LOL! Oh yazzz "pricey" when the strands were 60 gauge "back in the pre-IC day" hearing aids still used magnetic transducers and inductive interstage audio transformers the size of a pea! Right bitch to wind those at multiple tens of thousands to the year, too!

The braiding is of the sort for both high flexibility and good cross-conductivity 'tween strand bundles to insure the whole ration shares the load well.

Surely there are "white paper' pubs about all that if one has any pressing reason to research it.

I'd be tempted to just use it up for bonding as well as grounding, have mebbe fifty feet max, where a tracer would be handy.

Otherwise horse-trade some of the surplus. Not enough of it to waste a lot more time than that over.
 
I think you are in the right ballpark... I was looking at the spool a few minutes ago and flipped it over. It has a ship to address for Lockheed Martin..... Although no aviation component would ever be used havnig no identifying marks.... It could still be used in facility grounding, etc.... If Lockheed purchased it... it must be high quality.

Who said anything about Lockheed using it ?

Many times, engineering will request (and even pay for) samples, for testing and approval.
Could be it was someone's wild hair idea, and it never got approval.
 
Who said anything about Lockheed using it ?

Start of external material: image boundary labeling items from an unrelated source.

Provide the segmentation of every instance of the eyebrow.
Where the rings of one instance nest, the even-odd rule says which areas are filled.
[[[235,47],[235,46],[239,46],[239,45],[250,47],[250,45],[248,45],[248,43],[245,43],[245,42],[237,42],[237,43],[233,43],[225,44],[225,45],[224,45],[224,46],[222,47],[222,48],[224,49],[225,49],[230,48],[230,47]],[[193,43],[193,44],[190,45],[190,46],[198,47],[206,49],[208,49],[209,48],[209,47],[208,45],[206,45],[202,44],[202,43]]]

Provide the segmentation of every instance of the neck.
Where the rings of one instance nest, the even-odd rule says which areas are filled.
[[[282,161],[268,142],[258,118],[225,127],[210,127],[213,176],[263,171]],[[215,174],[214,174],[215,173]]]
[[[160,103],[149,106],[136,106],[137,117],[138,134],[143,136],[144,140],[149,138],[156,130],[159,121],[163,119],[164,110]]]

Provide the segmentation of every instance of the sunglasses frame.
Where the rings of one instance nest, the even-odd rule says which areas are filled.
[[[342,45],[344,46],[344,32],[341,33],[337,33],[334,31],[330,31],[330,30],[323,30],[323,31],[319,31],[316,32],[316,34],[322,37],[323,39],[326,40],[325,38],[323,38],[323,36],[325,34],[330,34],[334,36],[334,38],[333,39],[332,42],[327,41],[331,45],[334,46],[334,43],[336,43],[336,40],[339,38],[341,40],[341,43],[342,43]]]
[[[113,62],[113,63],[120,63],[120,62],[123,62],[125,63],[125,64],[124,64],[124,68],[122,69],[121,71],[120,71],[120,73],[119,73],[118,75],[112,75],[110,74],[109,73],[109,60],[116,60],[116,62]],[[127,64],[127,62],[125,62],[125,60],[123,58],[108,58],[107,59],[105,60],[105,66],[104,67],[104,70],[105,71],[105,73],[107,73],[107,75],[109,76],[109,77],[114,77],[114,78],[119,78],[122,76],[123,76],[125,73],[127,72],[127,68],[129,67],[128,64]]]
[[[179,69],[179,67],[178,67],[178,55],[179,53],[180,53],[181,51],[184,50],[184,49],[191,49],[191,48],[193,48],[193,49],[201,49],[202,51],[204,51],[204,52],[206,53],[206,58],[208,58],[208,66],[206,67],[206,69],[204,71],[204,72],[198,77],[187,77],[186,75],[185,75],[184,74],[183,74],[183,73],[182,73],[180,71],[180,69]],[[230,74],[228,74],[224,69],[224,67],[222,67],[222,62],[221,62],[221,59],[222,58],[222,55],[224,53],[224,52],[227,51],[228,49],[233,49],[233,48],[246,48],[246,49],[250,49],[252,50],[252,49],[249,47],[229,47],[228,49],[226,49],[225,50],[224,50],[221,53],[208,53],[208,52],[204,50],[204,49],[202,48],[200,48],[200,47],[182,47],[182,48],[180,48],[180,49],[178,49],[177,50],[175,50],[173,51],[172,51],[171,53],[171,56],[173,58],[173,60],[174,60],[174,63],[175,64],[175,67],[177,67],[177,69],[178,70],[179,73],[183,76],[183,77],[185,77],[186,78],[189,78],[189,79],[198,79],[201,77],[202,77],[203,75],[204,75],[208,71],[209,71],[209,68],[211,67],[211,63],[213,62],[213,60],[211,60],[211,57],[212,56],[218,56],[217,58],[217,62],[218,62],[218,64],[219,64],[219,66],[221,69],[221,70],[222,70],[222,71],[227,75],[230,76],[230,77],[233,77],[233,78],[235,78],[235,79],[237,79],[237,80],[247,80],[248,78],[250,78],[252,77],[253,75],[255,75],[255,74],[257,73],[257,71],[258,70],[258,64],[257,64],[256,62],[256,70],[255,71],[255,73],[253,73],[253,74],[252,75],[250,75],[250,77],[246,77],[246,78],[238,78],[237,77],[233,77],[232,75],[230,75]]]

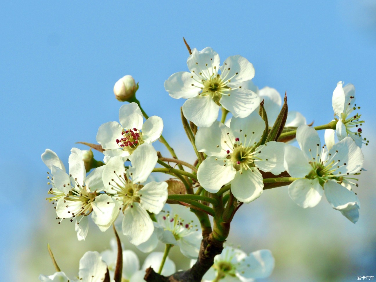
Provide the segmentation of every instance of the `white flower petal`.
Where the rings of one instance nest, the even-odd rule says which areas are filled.
[[[364,161],[361,149],[351,137],[346,137],[335,144],[329,154],[331,155],[326,162],[330,164],[334,161],[340,167],[333,173],[335,174],[340,172],[341,174],[356,173],[361,169]]]
[[[132,165],[129,171],[133,183],[146,181],[158,160],[155,149],[151,144],[145,143],[139,146],[128,158]]]
[[[240,139],[244,146],[252,147],[261,139],[265,129],[265,122],[258,111],[254,111],[244,118],[233,117],[230,128],[233,136]]]
[[[116,139],[121,139],[122,130],[123,127],[119,123],[109,121],[99,127],[96,139],[105,150],[119,149]]]
[[[221,77],[230,79],[229,84],[235,84],[252,79],[255,77],[253,65],[240,55],[231,56],[226,59],[221,67]]]
[[[144,271],[149,267],[152,267],[155,272],[158,272],[163,258],[163,253],[161,252],[152,253],[145,259],[141,269]],[[167,257],[161,274],[164,276],[168,276],[175,273],[175,264]]]
[[[93,211],[91,219],[102,232],[111,226],[119,214],[118,206],[106,194],[97,196],[91,203]]]
[[[236,171],[224,160],[209,157],[199,167],[197,178],[202,187],[211,193],[217,193],[222,186],[231,181]]]
[[[160,137],[163,130],[163,121],[153,115],[146,120],[142,126],[143,140],[146,143],[153,142]]]
[[[192,73],[198,74],[202,73],[204,77],[210,77],[219,68],[220,58],[218,53],[210,47],[199,52],[194,48],[192,54],[187,59],[187,65]]]
[[[44,153],[42,154],[42,160],[47,167],[51,170],[53,165],[65,171],[65,168],[64,167],[63,162],[61,161],[56,153],[49,149],[46,149]]]
[[[39,276],[39,280],[42,282],[69,282],[73,281],[62,271],[56,272],[52,275],[46,276],[41,274]]]
[[[156,248],[159,241],[155,232],[155,227],[154,230],[155,232],[147,241],[136,246],[136,247],[143,253],[150,253]]]
[[[202,235],[199,231],[180,238],[177,241],[180,251],[187,258],[197,259],[199,256]]]
[[[134,127],[139,130],[142,127],[144,118],[138,105],[132,102],[120,107],[119,110],[119,120],[126,130],[133,129]]]
[[[353,223],[358,221],[360,204],[354,192],[331,181],[324,185],[324,192],[326,199],[333,208],[340,211]]]
[[[126,161],[129,155],[129,152],[127,151],[123,151],[120,148],[115,150],[106,150],[103,152],[105,157],[103,161],[105,164],[108,162],[110,159],[113,157],[120,156],[123,157],[124,162]]]
[[[232,152],[232,143],[235,140],[230,129],[216,120],[209,127],[199,129],[195,143],[199,152],[203,152],[209,156],[225,159],[228,155],[227,150]]]
[[[296,140],[310,159],[317,159],[321,152],[321,141],[314,128],[306,124],[301,125],[296,130]]]
[[[85,240],[89,232],[89,219],[88,217],[83,216],[76,217],[76,219],[74,229],[77,233],[77,239],[79,241]]]
[[[255,165],[263,171],[270,171],[274,175],[284,171],[285,146],[282,142],[270,141],[259,146],[255,150],[257,157],[255,160]],[[258,161],[259,158],[261,160]]]
[[[140,269],[138,257],[134,252],[129,250],[123,251],[122,275],[129,279]]]
[[[107,164],[103,166],[105,168],[103,170],[102,179],[105,190],[107,193],[116,194],[116,191],[113,188],[114,186],[117,187],[118,184],[120,185],[124,185],[123,182],[124,181],[123,175],[126,173],[124,160],[121,157],[114,157],[110,159]],[[121,180],[119,178],[123,180]]]
[[[97,252],[87,252],[80,260],[78,276],[83,281],[103,282],[107,266]]]
[[[311,161],[301,150],[291,145],[285,147],[285,168],[292,177],[303,177],[312,170]]]
[[[342,122],[342,120],[340,119],[335,125],[335,131],[337,133],[337,137],[340,141],[347,136],[347,131],[346,130],[346,126]]]
[[[184,117],[197,126],[210,126],[218,117],[219,106],[209,96],[199,95],[183,105]]]
[[[72,175],[72,179],[77,179],[76,181],[82,186],[86,176],[85,165],[82,160],[82,151],[77,148],[72,148],[71,152],[71,153],[68,159],[69,174]]]
[[[246,278],[264,278],[271,274],[274,264],[274,258],[271,252],[268,250],[260,250],[246,258],[241,264],[243,267],[238,272]]]
[[[231,181],[231,192],[240,202],[248,203],[257,199],[262,193],[262,176],[256,168],[237,171]]]
[[[165,89],[175,99],[196,97],[203,86],[192,77],[193,76],[191,73],[186,71],[176,73],[165,81]]]
[[[85,179],[85,185],[92,192],[101,192],[105,189],[102,177],[105,166],[102,165],[95,168]]]
[[[342,82],[337,83],[337,86],[333,92],[332,103],[333,110],[336,115],[341,116],[341,113],[343,112],[345,107],[345,92],[342,88]]]
[[[281,96],[276,89],[267,86],[259,90],[258,94],[260,100],[264,100],[264,108],[268,117],[268,122],[273,126],[279,113],[279,109],[282,105]]]
[[[53,185],[56,188],[67,194],[70,188],[70,178],[65,171],[52,165],[51,174],[53,178]],[[69,185],[68,185],[69,184]]]
[[[288,185],[288,194],[295,203],[302,208],[312,208],[321,200],[323,188],[318,180],[300,178]]]
[[[236,88],[230,96],[222,95],[220,103],[235,117],[244,118],[260,106],[260,98],[255,92],[243,88]]]
[[[133,203],[124,211],[123,233],[133,245],[146,242],[154,230],[153,221],[138,203]]]
[[[334,129],[325,129],[324,134],[324,139],[325,141],[325,144],[328,150],[330,150],[335,143],[334,141],[334,135],[335,130]]]
[[[268,112],[267,112],[267,113]],[[285,124],[285,127],[297,127],[301,125],[306,124],[307,120],[304,117],[304,116],[299,112],[289,111],[287,113],[287,118]]]
[[[138,191],[141,205],[153,214],[158,214],[163,208],[168,196],[167,182],[152,181]]]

Many times, engineering will request (and even pay for) samples, for testing and approval.
Could be it was someone's wild hair idea, and it never got approval.

Nah. Need not have to do with the airframe at all. Facility bonding even more than grounding is a natural.

Fail to keep that in good nic, Telco biz, we'd start losing costly electronics at a dreadful downtime rate, whole BUNCH of important stuff depending on it went pear-shaped.
 
"Didn't make no chips today. My roofer/remodeler/expert in all trades house-ey clocks at $80 an hour, so I try to DIY, aged or never."

"Could be it was someone's wild hair idea, and it never got approval."

Yuh digger dougz, yer wittle winkey sez its timez fer more WD 40 from da termitez approval, and thenz Yuh goez Yah Yah Yah!